Staff at Mayo Clinic Florida refused to include the drug, an anti-parasite medicine at the center of controversy over its usefulness when dealing with COVID, in the treatment plan of Daniel Pisano.

His wife Claudia and son Christopher went to Duval County Circuit Court on Dec. 29 to force doctors to use it but were unsuccessful. They appealed to the First District Appellate Court, which affirmed the Duvall decision on Jan. 14.

On Jan. 27, the court issued its written decision. The courts say Claudia and Christopher, as attorneys-in-fact and health care proxies for Daniel, failed to prove they were entitled to the relief requested.

“We greatly empathize with the desire and conviction of Appellants to explore every option to assist in the survival of their family member,” the decision says.

“But the rule of law cannot give way to benevolent inclination, regardless of the unpleasantness of the judicial duty. Our role here is to apply the law as written, absent personal sentiment or bias, and to consider only those arguments properly raised.”

When the suit was filed, Daniel was in a medically induced coma and attached to a ventilator. An outside physician, Dr. Ed Balbona, provided the treatment plan including ivermectin. Despite the Mayo Clinic estimating Daniel’s chance of survival as less than 5%, it rejected Balbona’s recommendation.

Mayo Clinic says there is no proof it helps treat COVID-19 and it is not FDA-approved for that use. It prohibits its staff from prescribing medications for off-label use that are not supported by medical literature.

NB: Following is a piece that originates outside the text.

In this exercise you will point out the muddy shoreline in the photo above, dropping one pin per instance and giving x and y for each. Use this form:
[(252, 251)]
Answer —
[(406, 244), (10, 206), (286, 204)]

The trial court said the Pisanos did not show the rights of privacy and self-determination entitled them to relief and raised issues during the appeal it skipped at the trial court when it pointed at probate law.

“Appellants mischaracterize the scope and purpose of rule 5.900. It does not, as they contend, ‘require’ courts to intervene in medical treatment, but rather creates an expeditious procedural mechanism for limited medical disputes,” the decision says.

“The rule requires only that the trial court render a decision. It is silent regarding the scope of relief to which a petitioner is or may be entitled under substantive law.”